The smoke from the British guns made leprous clouds on the ridge top as the columns reached the village. The shells banged at the columns, but the files closed up and the men marched on and the drummers worked their sticks, pausing only so that the shout of " Vive l'Empereur " could tell Marshal Massena, down in the valley where the French gunners hammered their own shells up towards the ridge's crest, that the attack continued.

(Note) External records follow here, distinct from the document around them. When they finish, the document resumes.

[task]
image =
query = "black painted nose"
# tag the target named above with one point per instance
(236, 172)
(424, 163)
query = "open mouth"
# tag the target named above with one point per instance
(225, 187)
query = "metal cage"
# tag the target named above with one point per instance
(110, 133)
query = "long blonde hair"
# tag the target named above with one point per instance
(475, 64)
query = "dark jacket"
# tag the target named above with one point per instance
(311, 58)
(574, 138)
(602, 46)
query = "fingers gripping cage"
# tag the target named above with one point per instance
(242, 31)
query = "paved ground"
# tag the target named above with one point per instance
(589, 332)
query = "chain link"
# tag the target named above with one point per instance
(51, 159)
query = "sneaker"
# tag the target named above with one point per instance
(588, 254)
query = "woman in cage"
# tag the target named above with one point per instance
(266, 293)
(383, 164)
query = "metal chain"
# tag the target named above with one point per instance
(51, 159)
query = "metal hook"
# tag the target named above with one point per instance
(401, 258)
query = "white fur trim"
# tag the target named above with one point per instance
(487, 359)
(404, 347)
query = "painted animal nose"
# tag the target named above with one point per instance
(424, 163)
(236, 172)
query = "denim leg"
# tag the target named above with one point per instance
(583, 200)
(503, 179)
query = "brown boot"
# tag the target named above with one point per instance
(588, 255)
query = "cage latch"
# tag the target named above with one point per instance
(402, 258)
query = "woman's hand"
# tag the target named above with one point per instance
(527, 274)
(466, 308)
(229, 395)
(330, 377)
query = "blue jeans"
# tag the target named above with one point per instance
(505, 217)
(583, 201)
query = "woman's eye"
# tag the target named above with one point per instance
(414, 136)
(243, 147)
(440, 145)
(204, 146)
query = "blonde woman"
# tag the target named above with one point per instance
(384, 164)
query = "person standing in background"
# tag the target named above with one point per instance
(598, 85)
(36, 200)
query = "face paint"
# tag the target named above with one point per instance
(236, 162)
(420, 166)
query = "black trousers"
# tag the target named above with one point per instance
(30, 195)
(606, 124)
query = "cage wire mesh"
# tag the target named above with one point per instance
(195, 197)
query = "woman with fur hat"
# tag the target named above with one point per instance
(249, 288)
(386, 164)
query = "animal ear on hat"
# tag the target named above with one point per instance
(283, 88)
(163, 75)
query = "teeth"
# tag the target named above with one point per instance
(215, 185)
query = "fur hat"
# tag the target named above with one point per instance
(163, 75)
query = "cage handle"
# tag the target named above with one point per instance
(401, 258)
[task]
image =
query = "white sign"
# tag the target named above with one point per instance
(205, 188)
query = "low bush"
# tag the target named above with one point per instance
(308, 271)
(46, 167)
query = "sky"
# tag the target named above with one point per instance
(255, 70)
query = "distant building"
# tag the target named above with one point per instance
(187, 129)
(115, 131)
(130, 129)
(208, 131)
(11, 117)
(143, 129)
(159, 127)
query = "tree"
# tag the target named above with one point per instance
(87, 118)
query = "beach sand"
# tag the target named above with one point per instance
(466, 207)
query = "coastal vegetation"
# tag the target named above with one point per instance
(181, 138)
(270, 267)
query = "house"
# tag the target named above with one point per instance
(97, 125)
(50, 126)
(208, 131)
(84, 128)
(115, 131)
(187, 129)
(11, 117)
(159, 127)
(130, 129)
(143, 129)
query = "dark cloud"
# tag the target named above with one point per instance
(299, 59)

The windmill on the ledge below the crest lay a third of a mile from the village. The voltigeurs cleared the last enemy skirmishers from Sula's western edge, sending them scurrying up the more open ground that lay between the village and the mill. One column skirted the village, pushing down fences and clambering over two stone walls, but the other marched right through Sula's center. At least half a dozen roofs were burning, their rafters set alight by shells. Another shell exploded in the heart of the main street, flinging aside half a dozen infantrymen in smoke, blood and flame, and smearing the whitewashed walls of the houses with spatters of blood. "Close up!" the sergeants shouted. "Close up!" The drums echoed from the bloodied walls, while up on the ridge the British officers heard the rousing cheer, " Vive l'Empereur !" The voltigeurs were climbing ever closer, and were now so thick on the ground that their musketry was almost as dense as volley fire. The British and Portuguese skirmishers had vanished, gone northwards into some trees that crowned the northern crest, and all that seemed to be ahead of the French was the ledge where the horsemen stood close to the mill. Bullets began smacking against the mill's white-painted stones. One of the artillery batteries was near the mill and its smoke helped to hide the horsemen, among whom was a small, scowling, black-haired, dark-faced man who was perched atop an oversize saddle on a horse that seemed much too big for him. He stared indignantly at the French as if their very presence offended him. Musket balls hummed past him, but he ignored them. An aide, worried by the intensity of the voltigeurs' fire, considered suggesting that the small man should ride back a few paces, but checked himself from speaking. Such advice to Black Bob Craufurd, commander of the Light Division, would be construed as arrant weakness.

The columns were in the open ground beneath the mill now and the voltigeurs were being whipped by blasts of canister that flattened the grass as if a sudden gale gusted from the west.